A poignant tribute to stricken rider Wouter Weylandt brought an end to the Giro d'Italia's fourth stage Tuesday as the Belgian's Leopard-Trek team came across the finish line together. Weylandt died in a fatal accident on Monday's third stage when he tumbled 20 meters to the road below as he negotiated a descent 25km from the finish line in Rapallo.
Amid a huge outpouring of emotion, the peloton agreed not to race the fourth stage, instead riding at a pace which effectively neutralized the race for the entire 216 km between Genoa and Livorno. Leopard-Trek's remaining eight-man squad came over the finish line here accompanied by Tyler Farrar of Garmin-Cervelo, a training partner and close friend of Weylandt in the American's adopted home of Ghent. Farrar, who fought to keep control of his emotions in the final kilometers, is set to leave the race on Tuesday.
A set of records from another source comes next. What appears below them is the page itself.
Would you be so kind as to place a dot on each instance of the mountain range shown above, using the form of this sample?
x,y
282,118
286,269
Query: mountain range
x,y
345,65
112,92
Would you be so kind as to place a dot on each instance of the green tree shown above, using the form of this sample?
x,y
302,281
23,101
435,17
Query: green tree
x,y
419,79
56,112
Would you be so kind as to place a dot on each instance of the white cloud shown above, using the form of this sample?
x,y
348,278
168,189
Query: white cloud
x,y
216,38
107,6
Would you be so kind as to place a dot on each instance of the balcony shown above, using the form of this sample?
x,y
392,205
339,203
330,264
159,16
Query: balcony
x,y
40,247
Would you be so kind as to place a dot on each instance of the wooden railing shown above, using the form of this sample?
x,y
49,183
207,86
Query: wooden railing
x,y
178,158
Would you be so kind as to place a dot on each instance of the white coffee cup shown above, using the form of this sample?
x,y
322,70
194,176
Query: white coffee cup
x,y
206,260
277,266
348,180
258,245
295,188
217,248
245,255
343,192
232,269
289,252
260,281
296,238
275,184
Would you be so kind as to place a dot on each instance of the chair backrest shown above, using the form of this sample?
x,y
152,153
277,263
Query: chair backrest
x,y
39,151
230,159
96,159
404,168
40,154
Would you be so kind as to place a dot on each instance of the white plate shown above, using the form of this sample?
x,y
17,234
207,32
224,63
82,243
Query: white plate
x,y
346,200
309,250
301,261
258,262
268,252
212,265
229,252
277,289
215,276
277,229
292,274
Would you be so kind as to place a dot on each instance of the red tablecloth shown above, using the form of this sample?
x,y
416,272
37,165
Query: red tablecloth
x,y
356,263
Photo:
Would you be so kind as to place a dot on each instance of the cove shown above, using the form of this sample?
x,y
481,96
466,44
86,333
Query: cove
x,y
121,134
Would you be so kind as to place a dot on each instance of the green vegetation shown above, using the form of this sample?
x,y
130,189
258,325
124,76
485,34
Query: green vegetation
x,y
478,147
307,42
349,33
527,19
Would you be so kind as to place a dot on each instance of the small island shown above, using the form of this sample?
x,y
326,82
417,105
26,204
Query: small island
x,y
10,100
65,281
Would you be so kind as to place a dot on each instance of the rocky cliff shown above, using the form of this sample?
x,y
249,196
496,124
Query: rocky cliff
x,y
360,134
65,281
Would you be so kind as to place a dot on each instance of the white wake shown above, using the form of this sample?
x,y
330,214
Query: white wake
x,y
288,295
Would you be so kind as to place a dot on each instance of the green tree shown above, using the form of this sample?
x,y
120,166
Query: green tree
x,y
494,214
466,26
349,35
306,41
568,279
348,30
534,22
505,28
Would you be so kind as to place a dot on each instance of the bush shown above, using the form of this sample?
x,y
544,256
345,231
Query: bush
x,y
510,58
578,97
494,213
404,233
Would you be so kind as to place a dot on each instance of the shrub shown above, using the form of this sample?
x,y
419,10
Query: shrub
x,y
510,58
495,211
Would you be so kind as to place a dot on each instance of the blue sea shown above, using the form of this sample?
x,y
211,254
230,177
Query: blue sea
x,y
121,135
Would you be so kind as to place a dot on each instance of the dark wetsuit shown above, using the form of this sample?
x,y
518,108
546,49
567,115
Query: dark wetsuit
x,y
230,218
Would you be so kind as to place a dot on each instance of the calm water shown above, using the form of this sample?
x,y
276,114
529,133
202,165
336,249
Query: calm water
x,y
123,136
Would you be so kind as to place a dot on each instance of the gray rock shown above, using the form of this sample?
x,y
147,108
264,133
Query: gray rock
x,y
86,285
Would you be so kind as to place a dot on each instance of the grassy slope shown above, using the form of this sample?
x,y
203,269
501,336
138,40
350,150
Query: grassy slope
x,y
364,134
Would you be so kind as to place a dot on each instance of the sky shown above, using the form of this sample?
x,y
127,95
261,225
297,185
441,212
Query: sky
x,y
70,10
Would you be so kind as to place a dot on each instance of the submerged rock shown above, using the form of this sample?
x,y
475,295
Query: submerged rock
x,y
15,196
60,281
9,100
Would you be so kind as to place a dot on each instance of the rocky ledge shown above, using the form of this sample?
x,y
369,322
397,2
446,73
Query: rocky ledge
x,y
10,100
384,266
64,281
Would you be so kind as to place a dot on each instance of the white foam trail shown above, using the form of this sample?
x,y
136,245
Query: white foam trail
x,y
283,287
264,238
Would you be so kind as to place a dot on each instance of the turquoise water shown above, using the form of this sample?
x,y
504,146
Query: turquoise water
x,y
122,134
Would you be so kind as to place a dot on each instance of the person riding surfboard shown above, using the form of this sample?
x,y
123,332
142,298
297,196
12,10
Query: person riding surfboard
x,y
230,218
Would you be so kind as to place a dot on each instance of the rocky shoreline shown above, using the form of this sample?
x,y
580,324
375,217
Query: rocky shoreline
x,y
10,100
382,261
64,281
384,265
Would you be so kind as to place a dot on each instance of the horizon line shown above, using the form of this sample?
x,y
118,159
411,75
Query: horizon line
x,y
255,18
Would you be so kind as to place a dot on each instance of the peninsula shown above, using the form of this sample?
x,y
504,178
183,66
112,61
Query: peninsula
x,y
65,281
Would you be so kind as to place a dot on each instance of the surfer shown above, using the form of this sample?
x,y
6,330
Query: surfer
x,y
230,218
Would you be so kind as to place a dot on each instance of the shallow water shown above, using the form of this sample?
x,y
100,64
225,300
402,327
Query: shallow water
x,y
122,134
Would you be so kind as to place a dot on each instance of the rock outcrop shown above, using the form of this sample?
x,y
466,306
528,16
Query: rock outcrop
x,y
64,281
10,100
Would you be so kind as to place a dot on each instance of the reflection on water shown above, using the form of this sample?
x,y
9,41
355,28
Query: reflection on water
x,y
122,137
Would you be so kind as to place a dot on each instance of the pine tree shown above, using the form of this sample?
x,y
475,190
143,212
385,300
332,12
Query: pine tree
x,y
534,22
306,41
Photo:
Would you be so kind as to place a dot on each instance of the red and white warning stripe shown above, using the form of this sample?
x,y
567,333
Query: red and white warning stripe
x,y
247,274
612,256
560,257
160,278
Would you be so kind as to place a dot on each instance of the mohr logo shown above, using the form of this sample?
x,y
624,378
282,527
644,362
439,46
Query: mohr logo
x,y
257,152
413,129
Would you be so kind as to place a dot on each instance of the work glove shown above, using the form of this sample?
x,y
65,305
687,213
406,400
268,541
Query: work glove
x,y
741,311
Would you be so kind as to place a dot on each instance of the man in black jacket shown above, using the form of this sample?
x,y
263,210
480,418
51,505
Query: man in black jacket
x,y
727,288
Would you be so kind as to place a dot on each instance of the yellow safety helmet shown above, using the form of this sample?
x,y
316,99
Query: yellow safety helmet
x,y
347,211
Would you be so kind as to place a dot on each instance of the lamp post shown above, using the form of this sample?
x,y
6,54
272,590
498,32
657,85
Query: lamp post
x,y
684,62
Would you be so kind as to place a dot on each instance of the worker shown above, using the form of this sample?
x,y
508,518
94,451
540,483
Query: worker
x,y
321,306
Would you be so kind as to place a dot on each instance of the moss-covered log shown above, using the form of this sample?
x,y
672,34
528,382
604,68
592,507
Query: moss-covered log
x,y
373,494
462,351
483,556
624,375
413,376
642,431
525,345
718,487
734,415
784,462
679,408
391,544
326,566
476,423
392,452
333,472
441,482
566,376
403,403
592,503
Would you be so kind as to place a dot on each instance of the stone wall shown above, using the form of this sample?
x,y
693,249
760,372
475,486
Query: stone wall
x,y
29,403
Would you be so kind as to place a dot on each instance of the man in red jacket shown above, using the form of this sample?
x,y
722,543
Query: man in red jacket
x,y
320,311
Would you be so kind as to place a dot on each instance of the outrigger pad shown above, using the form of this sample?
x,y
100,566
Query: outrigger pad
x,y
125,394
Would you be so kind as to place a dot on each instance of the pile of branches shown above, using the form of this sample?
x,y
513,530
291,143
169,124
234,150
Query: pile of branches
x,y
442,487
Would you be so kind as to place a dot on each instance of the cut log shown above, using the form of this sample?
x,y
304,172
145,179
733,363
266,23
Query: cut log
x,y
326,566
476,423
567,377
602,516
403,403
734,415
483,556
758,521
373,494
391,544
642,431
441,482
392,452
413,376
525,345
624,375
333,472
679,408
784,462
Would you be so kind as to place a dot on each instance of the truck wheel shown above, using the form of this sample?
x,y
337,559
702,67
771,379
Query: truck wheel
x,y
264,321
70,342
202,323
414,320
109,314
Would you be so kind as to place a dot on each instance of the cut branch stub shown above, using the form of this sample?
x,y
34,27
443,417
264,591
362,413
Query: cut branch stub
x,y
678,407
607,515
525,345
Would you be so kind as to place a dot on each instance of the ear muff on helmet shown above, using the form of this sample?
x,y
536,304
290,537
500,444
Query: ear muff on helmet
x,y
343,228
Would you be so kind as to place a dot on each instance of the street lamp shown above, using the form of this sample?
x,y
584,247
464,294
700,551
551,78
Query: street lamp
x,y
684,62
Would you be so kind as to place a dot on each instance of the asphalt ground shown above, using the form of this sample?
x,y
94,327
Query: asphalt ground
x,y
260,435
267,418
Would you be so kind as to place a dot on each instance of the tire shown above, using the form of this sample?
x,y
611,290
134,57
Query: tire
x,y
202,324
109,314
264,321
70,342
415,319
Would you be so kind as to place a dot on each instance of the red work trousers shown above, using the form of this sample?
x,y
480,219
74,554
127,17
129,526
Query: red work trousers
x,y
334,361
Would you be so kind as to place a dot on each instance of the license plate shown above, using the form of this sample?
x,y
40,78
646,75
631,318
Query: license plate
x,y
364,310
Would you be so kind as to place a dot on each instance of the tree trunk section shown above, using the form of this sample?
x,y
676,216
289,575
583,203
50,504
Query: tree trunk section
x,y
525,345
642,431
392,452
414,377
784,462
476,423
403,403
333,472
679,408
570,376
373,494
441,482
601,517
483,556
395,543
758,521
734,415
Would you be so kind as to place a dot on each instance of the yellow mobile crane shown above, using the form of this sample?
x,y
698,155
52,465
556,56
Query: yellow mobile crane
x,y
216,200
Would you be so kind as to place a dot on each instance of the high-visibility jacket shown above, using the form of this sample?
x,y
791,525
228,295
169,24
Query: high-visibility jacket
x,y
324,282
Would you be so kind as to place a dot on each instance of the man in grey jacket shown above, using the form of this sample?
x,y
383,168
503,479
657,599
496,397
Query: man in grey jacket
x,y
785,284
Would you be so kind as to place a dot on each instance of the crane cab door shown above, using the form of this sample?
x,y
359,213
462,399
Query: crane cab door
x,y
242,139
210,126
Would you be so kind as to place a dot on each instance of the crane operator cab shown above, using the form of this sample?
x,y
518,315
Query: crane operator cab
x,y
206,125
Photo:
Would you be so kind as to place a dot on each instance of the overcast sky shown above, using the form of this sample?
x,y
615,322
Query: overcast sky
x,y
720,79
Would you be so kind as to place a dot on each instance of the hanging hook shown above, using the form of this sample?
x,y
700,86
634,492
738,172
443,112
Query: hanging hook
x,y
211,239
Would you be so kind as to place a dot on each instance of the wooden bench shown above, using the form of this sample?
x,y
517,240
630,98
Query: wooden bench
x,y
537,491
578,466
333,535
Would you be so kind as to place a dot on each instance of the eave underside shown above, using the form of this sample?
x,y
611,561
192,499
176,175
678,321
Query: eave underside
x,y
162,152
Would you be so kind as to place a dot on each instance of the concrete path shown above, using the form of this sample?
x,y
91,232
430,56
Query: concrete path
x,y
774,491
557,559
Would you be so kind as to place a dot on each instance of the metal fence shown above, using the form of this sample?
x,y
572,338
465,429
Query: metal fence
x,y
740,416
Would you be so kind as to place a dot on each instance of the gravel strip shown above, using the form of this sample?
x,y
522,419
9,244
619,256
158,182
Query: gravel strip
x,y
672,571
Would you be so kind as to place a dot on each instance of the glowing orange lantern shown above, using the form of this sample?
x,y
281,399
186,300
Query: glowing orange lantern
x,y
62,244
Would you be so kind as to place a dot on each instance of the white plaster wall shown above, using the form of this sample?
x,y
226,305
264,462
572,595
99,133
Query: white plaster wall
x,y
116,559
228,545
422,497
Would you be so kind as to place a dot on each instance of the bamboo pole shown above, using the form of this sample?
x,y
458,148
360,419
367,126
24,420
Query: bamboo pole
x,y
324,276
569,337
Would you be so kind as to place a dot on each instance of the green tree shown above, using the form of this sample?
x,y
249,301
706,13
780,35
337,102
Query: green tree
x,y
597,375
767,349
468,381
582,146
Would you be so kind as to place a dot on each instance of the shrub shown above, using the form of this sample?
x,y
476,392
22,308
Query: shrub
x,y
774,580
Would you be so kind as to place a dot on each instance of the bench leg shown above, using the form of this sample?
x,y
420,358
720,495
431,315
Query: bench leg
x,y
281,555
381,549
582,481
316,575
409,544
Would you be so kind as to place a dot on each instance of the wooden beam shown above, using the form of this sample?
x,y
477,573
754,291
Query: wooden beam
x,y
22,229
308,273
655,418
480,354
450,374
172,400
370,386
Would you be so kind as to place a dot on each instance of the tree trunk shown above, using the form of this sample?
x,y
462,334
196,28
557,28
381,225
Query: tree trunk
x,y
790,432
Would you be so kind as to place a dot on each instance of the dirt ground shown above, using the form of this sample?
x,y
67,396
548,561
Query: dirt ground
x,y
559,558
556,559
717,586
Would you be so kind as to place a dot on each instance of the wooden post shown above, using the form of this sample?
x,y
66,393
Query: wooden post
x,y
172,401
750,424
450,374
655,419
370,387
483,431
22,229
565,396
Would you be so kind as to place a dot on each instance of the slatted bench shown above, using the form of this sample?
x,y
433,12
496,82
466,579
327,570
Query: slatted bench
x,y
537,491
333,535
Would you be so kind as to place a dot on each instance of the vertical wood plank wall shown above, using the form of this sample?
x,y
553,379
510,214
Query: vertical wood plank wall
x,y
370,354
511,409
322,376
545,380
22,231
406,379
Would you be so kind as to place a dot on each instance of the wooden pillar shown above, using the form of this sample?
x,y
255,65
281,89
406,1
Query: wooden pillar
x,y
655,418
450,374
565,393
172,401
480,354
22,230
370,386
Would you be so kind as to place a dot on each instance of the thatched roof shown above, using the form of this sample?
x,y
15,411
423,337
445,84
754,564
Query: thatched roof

As doctors prepared to carry out an autopsy which would later reveal that Weylandt died instantly, the peloton held a minute's silence before starting a procession that would last over six hours and finish half an hour later than scheduled. Throughout the day the 23 teams on the race relayed each other, receiving applause along the way as fans and onlookers did their small bit to pay tribute to Weylandt, with many brandishing copies of Weylandt's race number of 108.
After many riders had expressed their sadness and support for Weylandt's family in an outpouring of emotion on Twitter, the peloton agreed to award all prize money from the stage to Weylandt's family. Weylandt's partner Anne-Sophie, who is due to give birth to the couple's first child in September, went to lay flowers at the scene of the tragedy before traveling with Weylandt's parents to the hospital morgue in Lavagna, where his body is being held.
Pathologist Dr. Armando Mannucci said after carrying out the two-and-a-half hour autopsy that Weylandt "died instantly" and "did not suffer," according to the Ansa news agency. The 26-year-old's life came to a sudden end after he crashed on the twisting descent of the Bocco mountain pass around 25km from the finish line on Monday's third stage, which ended in Rapallo. While traveling at speed his left pedal briefly touched a wall at the side of the road, propelling the Leopard-Trek rider 20 meters to the ground below where he landed heavily on his face.
Dr. Mannucci said Weylandt suffered fatal skull and facial injuries as well as damage to his pelvis and a broken leg. A toxicology report is underway. Racing is set to resume in Wednesday's fifth stage, a 191 km ride from Piombino to Orvieto and notable for the numerous sections of unpaved road, known in Italian as "strade bianche" (white roads) that pepper the final 19kms.
Britain's David Millar (Garmin) holds the race leader's pink jersey, with a 7-second lead on Spaniard Angel Vicioso of the Androni team.